Whenever I come out of a particularly excruciating casting, I like to watch this sketch. It always makes me feel a just teensy bit less of a wanker…

 

Vic and Bob: Stars In Your Eyes

There are no words. I just like the dance he does when he’s pretending to be George Michael.

 

Lance Krall : Man Of a Thousand Voices sketch

I’ve always been a practical joker/annoying idiot. Since being a little shit, I’ve executed an embarrassment of cunning stunts, from hiding mum’s car keys in the butter to saying ‘BOO!’ from inside the washing machine, or taking apart a flying saucer sweet and replacing the sherbet with salt.

But there’s nothing better than a prank call, especially when you combine it with stupid impressions and trying not to laugh.

My grandpa and his Mechanical Musical Hat Machine

My grandpa, Jules Ruben (1912-2006), was a jazz pianist, inventor and mentalist. Like me, he did impressions – but of other jazz musicians.

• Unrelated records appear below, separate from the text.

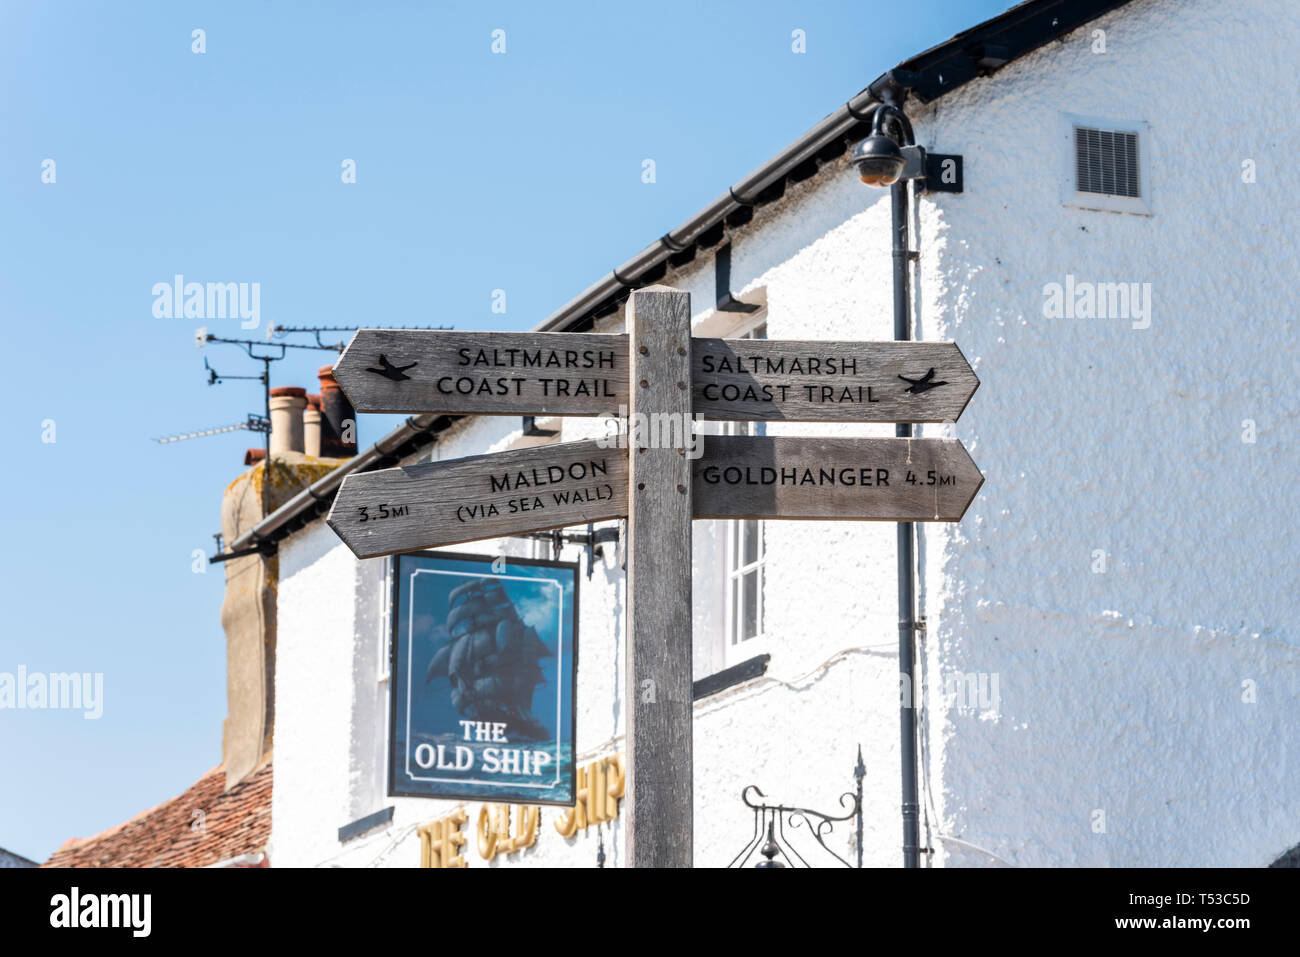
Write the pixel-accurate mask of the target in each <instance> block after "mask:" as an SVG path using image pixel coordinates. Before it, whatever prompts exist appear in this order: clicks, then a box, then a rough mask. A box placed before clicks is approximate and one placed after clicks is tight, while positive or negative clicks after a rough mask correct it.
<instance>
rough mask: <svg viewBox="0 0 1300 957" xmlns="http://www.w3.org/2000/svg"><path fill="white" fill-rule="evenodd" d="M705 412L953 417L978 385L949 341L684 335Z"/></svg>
mask: <svg viewBox="0 0 1300 957" xmlns="http://www.w3.org/2000/svg"><path fill="white" fill-rule="evenodd" d="M690 348H692V358H693V365H694V368H693V371H692V380H690V382H692V391H693V398H694V411H695V412H697V413H702V415H703V416H705V417H706V419H732V420H737V419H740V420H772V421H777V420H781V421H845V423H867V421H870V423H945V421H957V419H958V416H961V413H962V410H963V408H966V403H967V402H970V399H971V395H974V394H975V390H976V389H978V387H979V378H976V376H975V372H974V369H971V367H970V363H967V361H966V356H963V355H962V351H961V350H959V348H958V347H957V343H956V342H822V341H806V342H798V341H790V339H706V338H695V339H692V341H690Z"/></svg>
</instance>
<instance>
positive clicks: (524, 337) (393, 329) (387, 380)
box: [334, 329, 628, 415]
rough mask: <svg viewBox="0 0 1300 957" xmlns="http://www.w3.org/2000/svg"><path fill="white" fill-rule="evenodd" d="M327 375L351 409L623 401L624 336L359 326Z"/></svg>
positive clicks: (540, 410)
mask: <svg viewBox="0 0 1300 957" xmlns="http://www.w3.org/2000/svg"><path fill="white" fill-rule="evenodd" d="M334 378H335V380H338V384H339V385H341V386H342V387H343V393H344V394H346V395H347V398H348V400H350V402H351V403H352V408H355V410H356V411H357V412H403V413H407V412H441V413H447V415H458V413H468V412H477V413H480V415H598V413H599V412H611V411H616V410H617V407H619V404H620V403H623V404H624V406H625V404H627V402H628V337H627V335H602V334H597V333H468V332H447V330H421V329H359V330H357V333H356V334H355V335H354V337H352V341H351V342H350V343H348V346H347V348H346V350H343V355H341V356H339V359H338V364H337V365H335V367H334Z"/></svg>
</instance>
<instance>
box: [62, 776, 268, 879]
mask: <svg viewBox="0 0 1300 957" xmlns="http://www.w3.org/2000/svg"><path fill="white" fill-rule="evenodd" d="M225 785H226V771H225V767H224V766H221V765H218V766H217V767H214V768H212V770H211V771H208V772H207V774H205V775H203V778H200V779H199V780H198V781H196V783H195V784H194V787H191V788H190V789H188V791H186V792H185V793H183V794H179V796H177V797H173V798H172V800H170V801H164V802H162V804H160V805H157V806H156V807H151V809H149V810H147V811H142V813H140V814H136V815H135V817H134V818H131V819H130V820H127V822H126V823H123V824H118V826H117V827H110V828H109V830H107V831H104V832H101V833H98V835H95V836H94V837H73V839H70V840H68V841H65V843H64V845H62V846H61V848H60V849H59V850H56V852H55V853H53V856H51V858H49V859H48V861H45V863H44V865H42V866H43V867H205V866H208V865H212V863H217V862H218V861H229V859H230V858H234V857H239V856H240V854H248V853H253V852H260V850H263V849H264V848H265V845H266V840H268V839H269V837H270V765H269V763H268V765H266V766H265V767H264V768H261V770H260V771H257V772H256V774H253V775H252V776H250V778H247V779H244V780H243V781H240V783H239V784H237V785H235V787H234V788H231V789H230V791H226V789H225Z"/></svg>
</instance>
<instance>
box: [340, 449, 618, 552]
mask: <svg viewBox="0 0 1300 957" xmlns="http://www.w3.org/2000/svg"><path fill="white" fill-rule="evenodd" d="M627 501H628V452H627V450H625V449H601V447H599V446H598V445H597V442H595V441H586V442H567V443H563V445H552V446H543V447H539V449H517V450H513V451H506V452H495V454H491V455H472V456H469V458H464V459H448V460H446V462H429V463H421V464H419V465H404V467H402V468H386V469H380V471H376V472H361V473H357V475H350V476H348V477H347V479H344V480H343V485H342V488H341V489H339V492H338V495H337V497H335V498H334V506H333V507H331V508H330V514H329V519H328V520H326V521H328V523H329V527H330V528H333V529H334V532H335V533H337V534H338V537H339V538H342V540H343V542H344V544H346V545H347V546H348V547H350V549H351V550H352V553H354V554H355V555H356V557H357V558H376V557H378V555H391V554H395V553H399V551H415V550H417V549H432V547H437V546H439V545H458V544H460V542H468V541H477V540H480V538H497V537H499V536H504V534H517V533H524V532H541V531H545V529H549V528H562V527H564V525H580V524H586V523H590V521H604V520H606V519H616V518H620V516H623V515H625V514H627Z"/></svg>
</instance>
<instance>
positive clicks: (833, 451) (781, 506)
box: [693, 436, 984, 521]
mask: <svg viewBox="0 0 1300 957" xmlns="http://www.w3.org/2000/svg"><path fill="white" fill-rule="evenodd" d="M703 443H705V445H703V455H702V456H701V458H699V459H697V460H695V462H694V469H693V471H694V485H693V489H694V515H695V518H697V519H810V520H818V521H827V520H842V521H865V520H866V521H959V520H961V518H962V515H965V514H966V507H967V506H969V505H970V503H971V499H972V498H975V493H976V492H979V486H980V485H983V484H984V476H983V475H980V471H979V468H978V467H976V465H975V463H974V462H972V460H971V456H970V454H969V452H967V451H966V449H965V446H962V443H961V442H959V441H957V439H956V438H802V437H794V436H766V437H758V436H707V437H706V438H705V439H703ZM909 477H910V479H911V480H910V481H909Z"/></svg>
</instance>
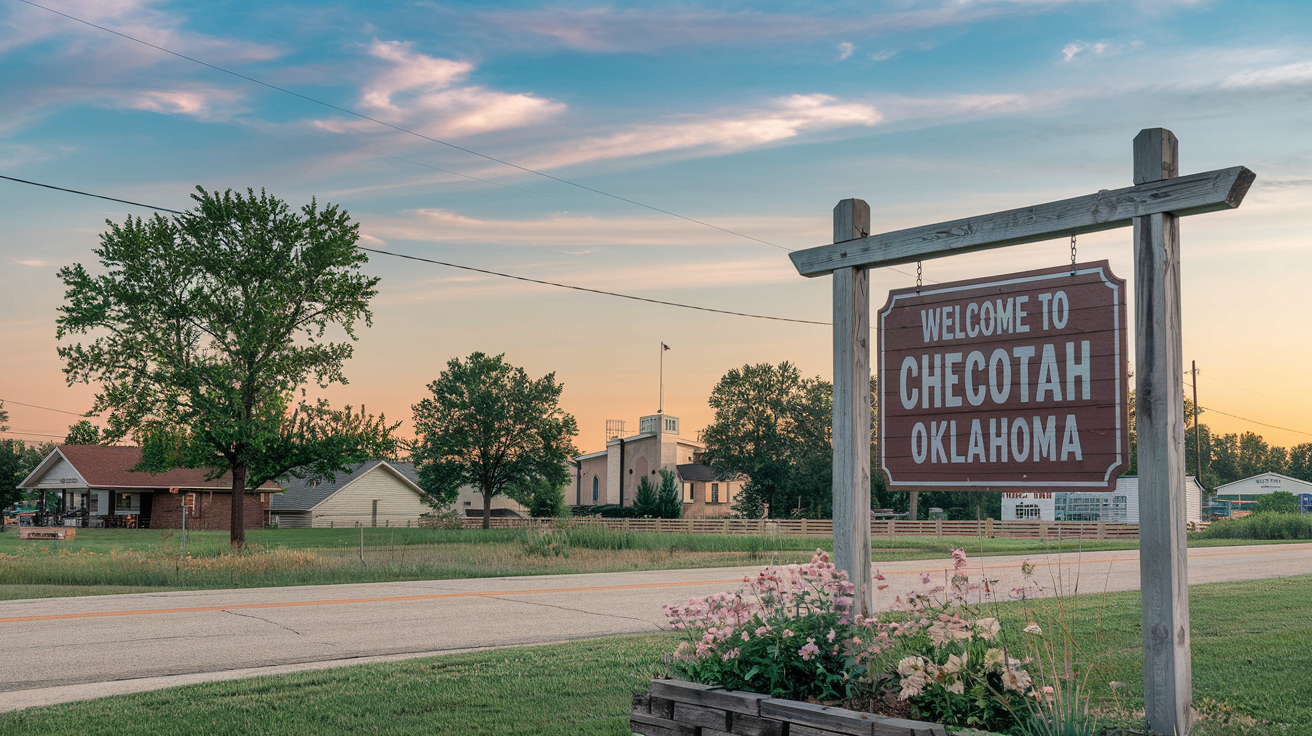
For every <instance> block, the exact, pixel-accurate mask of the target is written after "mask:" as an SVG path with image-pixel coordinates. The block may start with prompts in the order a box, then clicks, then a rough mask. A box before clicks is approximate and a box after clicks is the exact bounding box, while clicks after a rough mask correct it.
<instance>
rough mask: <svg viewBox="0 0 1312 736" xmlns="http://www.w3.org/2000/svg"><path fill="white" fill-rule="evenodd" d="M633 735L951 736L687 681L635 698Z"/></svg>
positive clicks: (861, 716) (664, 687)
mask: <svg viewBox="0 0 1312 736" xmlns="http://www.w3.org/2000/svg"><path fill="white" fill-rule="evenodd" d="M628 723H630V728H632V731H634V733H642V735H644V736H731V735H737V736H834V735H838V733H844V735H851V736H947V729H945V728H943V727H942V726H939V724H937V723H924V722H920V720H905V719H900V718H884V716H880V715H874V714H869V712H857V711H849V710H845V708H834V707H829V706H816V705H812V703H800V702H798V701H785V699H779V698H770V697H768V695H762V694H760V693H741V691H735V690H724V689H722V687H715V686H712V685H695V684H693V682H684V681H682V680H652V689H651V691H649V693H648V694H646V695H639V697H635V698H634V715H632V716H631V718H630V722H628Z"/></svg>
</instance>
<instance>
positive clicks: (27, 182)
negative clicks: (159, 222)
mask: <svg viewBox="0 0 1312 736" xmlns="http://www.w3.org/2000/svg"><path fill="white" fill-rule="evenodd" d="M0 178H7V180H9V181H17V182H18V184H30V185H33V186H45V188H46V189H54V190H56V192H68V193H71V194H81V195H83V197H94V198H97V199H109V201H110V202H121V203H123V205H135V206H138V207H146V209H147V210H161V211H165V213H173V214H176V215H181V214H182V213H180V211H177V210H169V209H167V207H152V206H150V205H142V203H140V202H129V201H127V199H119V198H117V197H105V195H104V194H92V193H91V192H79V190H76V189H64V188H63V186H54V185H50V184H41V182H39V181H28V180H26V178H14V177H12V176H4V174H0ZM14 403H17V401H14Z"/></svg>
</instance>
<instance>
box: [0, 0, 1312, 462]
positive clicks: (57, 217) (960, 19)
mask: <svg viewBox="0 0 1312 736" xmlns="http://www.w3.org/2000/svg"><path fill="white" fill-rule="evenodd" d="M47 5H49V7H50V8H52V9H58V10H60V12H64V13H68V14H71V16H76V17H80V18H83V20H87V21H89V22H94V24H97V25H102V26H105V28H108V29H113V30H118V31H121V33H125V34H129V35H134V37H138V38H142V39H144V41H150V42H151V43H156V45H159V46H164V47H167V49H171V50H173V51H177V52H180V54H185V55H190V56H194V58H198V59H202V60H206V62H210V63H214V64H218V66H222V67H226V68H230V70H234V71H237V72H240V73H244V75H248V76H253V77H257V79H260V80H264V81H268V83H269V84H274V85H278V87H285V88H287V89H291V91H295V92H299V93H302V94H307V96H311V97H315V98H319V100H323V101H327V102H331V104H333V105H337V106H341V108H349V109H353V110H357V112H361V113H363V114H367V115H370V117H375V118H379V119H382V121H386V122H390V123H392V125H396V126H400V127H405V129H409V130H415V131H420V133H424V134H425V135H430V136H433V138H438V139H442V140H447V142H450V143H454V144H458V146H462V147H466V148H471V150H475V151H480V152H484V153H488V155H491V156H496V157H500V159H504V160H509V161H514V163H520V164H522V165H525V167H529V168H534V169H539V171H543V172H547V173H550V174H552V176H558V177H562V178H567V180H569V181H575V182H579V184H583V185H586V186H590V188H594V189H600V190H604V192H607V193H613V194H617V195H622V197H626V198H631V199H636V201H639V202H643V203H647V205H651V206H655V207H660V209H664V210H670V211H674V213H678V214H682V215H686V216H690V218H695V219H701V220H705V222H708V223H714V224H716V226H720V227H724V228H728V230H732V231H736V232H741V234H747V235H750V236H753V237H758V239H761V240H768V241H770V243H774V244H778V245H782V247H785V248H800V247H808V245H817V244H821V243H824V241H827V240H828V236H829V228H830V224H829V216H830V215H829V211H830V209H832V207H833V205H834V202H837V201H838V199H841V198H845V197H861V198H865V199H867V201H869V202H870V203H871V206H872V211H874V215H872V218H874V228H875V230H895V228H900V227H908V226H913V224H922V223H930V222H938V220H945V219H953V218H956V216H964V215H971V214H980V213H985V211H992V210H998V209H1010V207H1015V206H1022V205H1029V203H1038V202H1043V201H1050V199H1055V198H1060V197H1067V195H1076V194H1084V193H1089V192H1092V190H1097V189H1103V188H1115V186H1124V185H1127V184H1130V140H1131V139H1132V138H1134V135H1135V134H1136V133H1138V131H1139V130H1140V129H1141V127H1149V126H1164V127H1169V129H1172V130H1173V131H1174V133H1176V134H1177V135H1178V138H1179V139H1181V167H1182V171H1183V173H1193V172H1199V171H1207V169H1214V168H1221V167H1229V165H1237V164H1244V165H1248V167H1249V168H1252V169H1254V171H1256V172H1257V173H1258V184H1257V185H1254V188H1253V190H1252V193H1250V195H1249V198H1248V201H1246V202H1245V205H1244V207H1242V209H1241V210H1239V211H1235V213H1223V214H1215V215H1207V216H1200V218H1191V219H1189V220H1186V223H1185V226H1183V239H1185V327H1186V335H1185V359H1186V362H1187V361H1189V359H1198V362H1199V366H1200V367H1202V369H1203V373H1204V377H1206V378H1203V379H1200V382H1199V390H1200V392H1202V396H1200V403H1202V404H1203V405H1212V407H1215V408H1216V409H1219V411H1225V412H1228V413H1235V415H1240V416H1244V417H1250V419H1256V420H1258V421H1265V422H1269V424H1275V425H1279V426H1284V428H1291V429H1299V430H1303V432H1312V391H1309V390H1308V387H1307V384H1305V380H1304V379H1303V370H1302V366H1304V365H1308V362H1312V348H1309V345H1308V340H1307V328H1305V327H1304V323H1303V319H1302V317H1300V316H1299V315H1303V314H1307V312H1308V311H1312V296H1309V295H1308V289H1307V287H1305V286H1304V285H1305V283H1308V281H1309V277H1312V255H1309V251H1308V236H1307V234H1308V232H1309V230H1312V206H1309V205H1308V194H1309V193H1312V146H1309V143H1308V140H1309V135H1308V133H1309V123H1312V105H1309V102H1312V100H1309V92H1312V43H1309V38H1308V37H1309V31H1312V24H1309V20H1312V18H1309V16H1312V9H1309V7H1308V5H1307V4H1305V3H1292V1H1291V3H1237V1H1228V3H1227V1H1219V0H1214V1H1206V0H1200V1H1166V0H1161V1H1153V0H1139V1H1128V0H1127V1H1098V0H1071V1H1060V0H1054V1H1039V0H994V1H984V0H980V1H968V0H956V1H941V0H925V1H920V0H901V1H892V3H859V4H857V3H853V4H841V3H836V4H827V5H825V7H824V8H816V7H815V5H816V4H813V3H781V4H708V3H697V4H694V3H685V4H651V5H621V4H607V5H602V4H588V3H562V4H534V3H520V4H488V3H478V4H457V3H404V4H387V5H384V4H378V3H354V4H353V3H304V4H289V3H261V4H236V3H234V4H222V5H218V7H215V4H211V3H159V1H143V0H112V1H91V0H79V1H66V0H50V1H49V4H47ZM0 68H3V70H4V73H3V75H0V173H4V174H7V176H14V177H21V178H30V180H37V181H43V182H49V184H55V185H60V186H70V188H75V189H85V190H91V192H97V193H104V194H109V195H114V197H122V198H127V199H135V201H142V202H148V203H156V205H161V206H167V207H177V209H182V207H185V206H186V205H188V198H186V195H188V192H189V189H190V188H192V186H194V185H197V184H199V185H203V186H206V188H247V186H253V188H257V189H258V188H261V186H262V188H268V189H269V190H270V192H273V193H276V194H277V195H279V197H282V198H285V199H287V201H289V202H293V203H299V202H303V201H307V199H308V198H310V197H318V198H319V199H320V201H331V202H337V203H341V205H342V206H345V207H346V209H348V210H349V211H350V213H352V214H353V216H356V218H357V219H358V220H359V222H361V224H362V232H363V234H365V241H366V243H365V244H370V245H371V247H378V248H386V249H392V251H396V252H405V253H413V255H420V256H426V257H433V258H440V260H447V261H454V262H461V264H468V265H474V266H482V268H489V269H500V270H506V272H512V273H520V274H525V276H531V277H537V278H546V279H555V281H564V282H569V283H577V285H581V286H590V287H598V289H607V290H617V291H626V293H632V294H639V295H644V296H651V298H657V299H669V300H677V302H687V303H694V304H705V306H708V307H716V308H727V310H735V311H748V312H761V314H771V315H781V316H794V317H802V319H816V320H827V319H828V311H829V293H828V283H827V282H825V281H824V279H819V281H808V279H802V278H799V277H798V276H796V274H795V272H792V269H791V266H790V264H789V261H787V257H786V255H785V253H783V252H782V251H781V249H777V248H771V247H769V245H764V244H761V243H756V241H753V240H749V239H744V237H736V236H732V235H728V234H724V232H720V231H716V230H712V228H707V227H702V226H698V224H694V223H689V222H686V220H680V219H676V218H672V216H668V215H663V214H659V213H653V211H651V210H644V209H642V207H636V206H634V205H628V203H625V202H621V201H617V199H611V198H606V197H602V195H598V194H593V193H589V192H585V190H581V189H577V188H571V186H568V185H564V184H560V182H556V181H551V180H547V178H543V177H539V176H533V174H527V173H523V172H520V171H516V169H512V168H508V167H504V165H500V164H495V163H492V161H488V160H485V159H479V157H476V156H471V155H468V153H463V152H459V151H455V150H453V148H449V147H443V146H440V144H436V143H430V142H426V140H422V139H419V138H416V136H412V135H405V134H401V133H398V131H395V130H390V129H387V127H383V126H379V125H375V123H370V122H366V121H361V119H358V118H352V117H349V115H346V114H342V113H338V112H335V110H331V109H327V108H323V106H318V105H314V104H311V102H307V101H304V100H299V98H297V97H294V96H290V94H285V93H282V92H277V91H273V89H268V88H264V87H258V85H255V84H251V83H248V81H243V80H240V79H236V77H232V76H228V75H223V73H220V72H215V71H213V70H207V68H205V67H201V66H198V64H194V63H190V62H186V60H182V59H178V58H176V56H171V55H168V54H164V52H160V51H157V50H154V49H148V47H144V46H140V45H138V43H133V42H130V41H125V39H123V38H119V37H115V35H113V34H110V33H106V31H104V30H97V29H93V28H88V26H85V25H80V24H76V22H73V21H70V20H67V18H62V17H59V16H55V14H52V13H50V12H47V10H42V9H38V8H33V7H30V5H26V4H22V3H20V1H17V0H0ZM425 167H437V168H442V169H449V171H454V172H461V173H464V174H468V176H474V177H479V178H485V180H491V181H495V182H497V184H500V185H502V186H497V185H493V184H484V182H479V181H471V180H468V178H462V177H458V176H453V174H450V173H443V172H440V171H434V169H432V168H425ZM510 188H514V189H510ZM126 214H144V213H140V211H138V210H133V209H130V207H123V206H118V205H113V203H109V202H100V201H94V199H87V198H80V197H73V195H66V194H58V193H52V192H49V190H41V189H35V188H26V186H21V185H17V184H12V182H4V181H0V218H3V222H4V226H5V227H4V237H3V239H0V308H3V310H4V314H5V315H7V319H5V320H4V321H3V323H0V341H3V345H4V346H5V348H4V350H3V352H0V398H5V399H10V400H12V401H13V400H17V401H26V403H35V404H43V405H50V407H58V408H67V409H71V411H83V409H85V408H87V407H88V405H89V398H91V390H89V388H87V387H72V388H67V387H64V383H63V377H62V373H60V370H59V367H60V366H59V361H58V357H56V356H55V340H54V317H55V308H56V307H58V304H59V302H60V299H62V289H60V286H59V282H58V279H56V278H55V270H56V269H58V268H59V266H60V265H66V264H71V262H79V261H87V260H88V256H89V249H91V248H92V247H93V245H94V243H96V237H97V234H98V232H100V231H101V230H102V227H104V224H102V223H104V220H105V219H106V218H109V219H115V220H121V219H122V218H123V216H125V215H126ZM1065 248H1067V244H1065V243H1050V244H1035V245H1027V247H1022V248H1012V249H1006V251H1005V252H991V253H984V255H976V256H968V257H958V258H951V260H941V261H933V262H926V264H925V276H926V277H928V278H933V279H938V281H942V279H949V278H962V277H974V276H984V274H988V273H994V272H1006V270H1021V269H1027V268H1042V266H1048V265H1054V264H1056V262H1061V261H1063V258H1065V257H1067V251H1065ZM1081 256H1082V257H1086V258H1109V260H1111V262H1113V266H1114V269H1115V270H1118V273H1120V274H1122V276H1123V277H1131V276H1132V264H1131V260H1130V239H1128V231H1114V232H1110V234H1099V235H1092V236H1086V237H1084V239H1081ZM370 269H371V270H373V272H374V273H377V274H378V276H380V277H382V278H383V282H382V294H380V295H379V298H378V300H377V303H375V312H377V315H375V327H374V328H373V329H370V331H367V332H366V333H365V336H363V338H362V340H361V342H359V344H358V348H357V357H356V358H354V359H353V361H352V363H350V366H349V369H348V375H349V377H350V379H352V384H350V386H348V387H341V388H335V390H332V391H331V395H332V398H333V399H335V400H340V401H350V403H354V404H358V403H361V401H363V403H365V404H366V405H369V408H370V409H373V411H386V412H387V413H388V415H390V416H392V417H395V419H408V407H409V405H411V404H412V403H415V401H416V400H417V399H419V398H420V396H421V394H422V391H424V384H425V383H426V382H429V380H432V379H433V378H436V375H437V373H438V371H440V370H441V367H442V365H443V363H445V361H446V359H447V358H450V357H453V356H463V354H468V353H470V352H472V350H484V352H495V353H501V352H505V353H506V354H508V358H509V359H512V361H513V362H516V363H520V365H523V366H526V367H527V369H529V370H530V371H533V373H538V374H541V373H546V371H551V370H555V371H556V373H558V377H559V378H560V379H562V380H563V382H564V383H565V387H567V391H565V404H567V407H565V408H567V409H569V411H572V412H575V413H576V415H577V416H579V419H580V424H581V429H583V434H581V437H580V445H581V446H583V447H585V449H596V447H598V446H600V442H601V434H602V428H604V420H605V419H628V420H630V421H635V420H636V416H638V415H640V413H648V412H651V411H655V404H656V345H657V344H659V342H660V341H661V340H664V341H665V342H669V344H670V345H673V346H674V350H673V352H670V353H669V356H668V359H666V398H668V399H666V405H668V408H669V411H670V412H673V413H680V415H681V416H684V417H685V426H686V428H687V429H697V428H699V426H701V425H702V424H705V421H706V420H707V419H708V412H707V409H706V404H705V400H706V395H707V392H708V391H710V388H711V386H712V384H714V382H715V380H716V379H718V378H719V377H720V375H722V374H723V373H724V371H726V370H727V369H729V367H733V366H737V365H743V363H745V362H757V361H771V362H777V361H782V359H790V361H794V362H796V363H799V365H800V366H802V367H803V370H804V371H807V373H810V374H820V375H828V374H829V370H830V369H829V354H828V342H829V333H828V331H827V328H823V327H808V325H789V324H779V323H769V321H761V320H745V319H740V317H728V316H711V315H706V314H701V312H690V311H681V310H673V308H668V307H655V306H644V304H636V303H630V302H621V300H613V299H606V298H601V296H593V295H585V294H577V293H565V291H559V290H551V289H546V287H538V286H527V285H523V283H518V282H510V281H504V279H495V278H491V277H480V276H476V274H470V273H467V272H454V270H450V269H442V268H438V266H425V265H420V264H413V262H407V261H396V260H391V258H384V257H382V256H378V257H374V258H373V261H371V264H370ZM904 270H905V269H904ZM909 282H911V281H909V279H908V277H907V276H904V274H900V273H895V272H891V270H882V272H878V273H876V274H875V277H874V285H872V293H874V295H875V296H874V300H875V303H876V304H878V303H882V300H883V299H882V296H883V295H882V291H883V290H887V289H891V287H900V286H905V285H908V283H909ZM10 413H12V415H13V421H10V424H12V425H14V428H16V429H18V430H25V432H28V433H30V434H33V436H34V437H35V436H38V434H41V433H56V434H62V433H63V429H64V426H66V424H67V421H66V420H70V421H71V420H72V417H67V416H60V415H55V413H50V412H39V411H34V409H24V408H18V407H12V405H10ZM1206 419H1207V421H1208V422H1210V424H1212V425H1214V428H1218V429H1223V430H1231V432H1233V430H1241V429H1254V430H1258V432H1261V433H1262V434H1265V436H1266V437H1267V438H1270V440H1274V441H1278V442H1281V443H1295V442H1305V441H1309V440H1312V437H1309V436H1307V434H1298V433H1292V432H1279V430H1275V429H1271V428H1262V426H1256V425H1252V424H1245V422H1241V421H1239V420H1232V419H1228V417H1221V416H1219V415H1211V416H1208V417H1206Z"/></svg>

Jules could play in any style from Gershwin to Duke Ellington to Ray Charles, and his bizarre act (which wouldn’t look out of place on a Vic and Bob show or BGT), was just one of many inventions.

I never really knew grandpa; by the time I was proper person, he had Alzheimer’s. But he remains in many ways, my biggest influence.

PS: See if you can spot a young Janet Street-Porter in the audience.